Un altro scenario, dai contorni ben diversi, si delinea invece quando un agente virale o batterico viene usato come arma vera e propria allo scopo di determinare le sorti del conflitto, quando cioè uno degli schieramenti decide di dare inizio ad una guerra batteriologica.
«Quando si parla di un’epidemia o pandemia generatasi naturalmente, tutti giocano ad armi pari. Nel caso in cui invece una Nazione decida di dare inizio a una epidemia – spiega il Generale – ricorrendo a un agente batteriologico/virale in suo possesso, è chiaro che quello schieramento sarà già vaccinato o, almeno, immune e quindi in possesso di una difesa anticorpale tale essere inattaccabile da quello stesso agente che si è diffuso fra i nemici».

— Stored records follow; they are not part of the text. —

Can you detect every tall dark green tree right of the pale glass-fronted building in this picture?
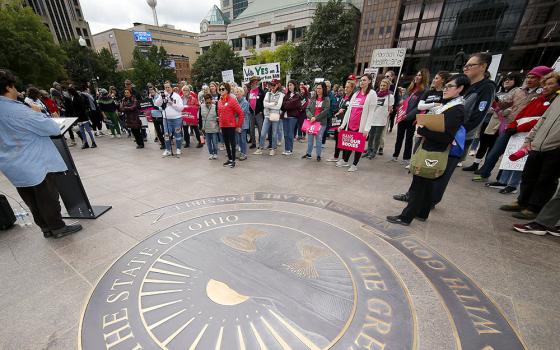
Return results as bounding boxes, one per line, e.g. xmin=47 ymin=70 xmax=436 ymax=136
xmin=297 ymin=0 xmax=360 ymax=82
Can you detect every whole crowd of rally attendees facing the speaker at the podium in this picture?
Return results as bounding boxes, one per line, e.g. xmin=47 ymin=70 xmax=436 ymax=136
xmin=0 ymin=53 xmax=560 ymax=236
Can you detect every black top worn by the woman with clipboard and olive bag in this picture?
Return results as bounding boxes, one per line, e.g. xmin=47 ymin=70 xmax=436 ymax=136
xmin=418 ymin=100 xmax=465 ymax=152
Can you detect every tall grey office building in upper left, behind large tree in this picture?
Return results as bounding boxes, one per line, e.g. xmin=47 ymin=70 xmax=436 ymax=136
xmin=26 ymin=0 xmax=93 ymax=48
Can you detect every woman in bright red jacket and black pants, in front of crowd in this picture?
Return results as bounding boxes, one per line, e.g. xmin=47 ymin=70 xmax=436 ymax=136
xmin=218 ymin=83 xmax=245 ymax=168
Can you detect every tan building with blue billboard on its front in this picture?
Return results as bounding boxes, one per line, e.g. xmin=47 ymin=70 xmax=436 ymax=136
xmin=93 ymin=23 xmax=199 ymax=80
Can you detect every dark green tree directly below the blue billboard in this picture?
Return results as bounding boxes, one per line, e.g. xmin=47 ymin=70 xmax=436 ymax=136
xmin=132 ymin=46 xmax=176 ymax=89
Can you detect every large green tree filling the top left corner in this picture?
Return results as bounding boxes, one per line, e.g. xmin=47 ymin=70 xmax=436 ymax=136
xmin=0 ymin=0 xmax=66 ymax=88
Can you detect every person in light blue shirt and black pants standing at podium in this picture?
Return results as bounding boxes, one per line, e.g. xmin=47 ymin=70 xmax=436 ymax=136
xmin=0 ymin=69 xmax=82 ymax=238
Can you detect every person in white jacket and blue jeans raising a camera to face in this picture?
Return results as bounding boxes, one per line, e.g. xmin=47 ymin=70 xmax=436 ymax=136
xmin=155 ymin=80 xmax=183 ymax=157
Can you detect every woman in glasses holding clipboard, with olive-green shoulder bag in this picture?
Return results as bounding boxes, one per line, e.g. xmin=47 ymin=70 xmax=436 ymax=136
xmin=387 ymin=74 xmax=470 ymax=226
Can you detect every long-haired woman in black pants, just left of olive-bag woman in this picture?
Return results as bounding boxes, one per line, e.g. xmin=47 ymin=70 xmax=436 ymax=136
xmin=391 ymin=68 xmax=430 ymax=165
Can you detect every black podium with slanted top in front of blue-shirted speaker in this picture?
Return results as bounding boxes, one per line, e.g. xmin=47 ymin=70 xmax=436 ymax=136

Le armi batteriologiche, ricordiamo, sono vietate come armi di distruzione di massa. Lo stoccaggio e l’uso di armi biologiche è stato vietato dal 1972 dalla Convenzione per le armi biologiche. L’uso clandestino di armi da parte di uno Stato o l’uso da parte di gruppi non nazionali può essere considerato bioterrorismo. Esse però sono studiate in laboratori biologici che si caratterizzano per classi e livelli. «Il laboratorio di livello 4 – spiega il Generale – custodisce agenti virali/batterici in grado di provocare patologie gravi per le quali non si conoscono cura né vaccino. Il laboratorio di livello 3 custodisce agenti virali/batterici in grado di provocare patologie gravi ma per le quali si conoscono cure e vaccini».
«Un attacco batteriologico si attua in maniera decisamente banale. Ad esempio, liberando l’agente letale – spiega Barretta – conservato in un contenitore adatto, nell’aria, nell’acqua o a contatto con le polveri, a seconda del tipo di agente. Gliela faccio ancora più semplice: un solo soggetto libera l’agente letale durante una qualsiasi manifestazione affollata, e l’irreparabile accade. L’arma è invisibile, e possono trascorrere anche diversi giorni prima di vederne gli effetti, quando ormai non ci si può più difendere. Lo scenario è distopico – osserva il Generale – e non credo si realizzerà nel breve periodo, ma qualora dovesse accadere, l’unica misura possibile per limitare i danni è cinturare la zona interessata, se circoscritta, per evitare un ulteriore allargamento dell’epidemia. Chi è dentro la zona potrebbe non avere scampo».
«A parte la disponibilità o meno dell’agente patogeno adatto nessuna delle due Nazioni si vorrebbe manifestare al mondo come Nazione bioterrorista, usare armi vietate classificate come arma di distruzione di massa, a meno di non far ricadere la colpa sull’altro. Inoltre, non credo sia ipotizzabile una degenerazione in questo senso – sostiene il Generale Barretta – anche a causa delle connessioni che, nonostante tutto, esistono tra le due nazioni in guerra, che si distinguono per profondi legami anche parentali».
Due scenari spaventosi, con una differenza sostanziale che rende il secondo anche più pericoloso del primo. «Un attacco batteriologico consente alla parte attaccante di conservare un enorme vantaggio – spiega ancora Barretta – cioè sterminare l’avversario senza proprie perdite, mantenendo perfettamente intatte tutte le infrastrutture nemiche, a differenza di una guerra combattuta con armi convenzionali. E soprattutto a differenza di un’eventuale guerra nucleare – conclude – a seguito della quale, se anche ci fosse un vincitore (ma non ci sarà), questi non dominerebbe su altro che non sia uno sconfinato deserto radioattivo».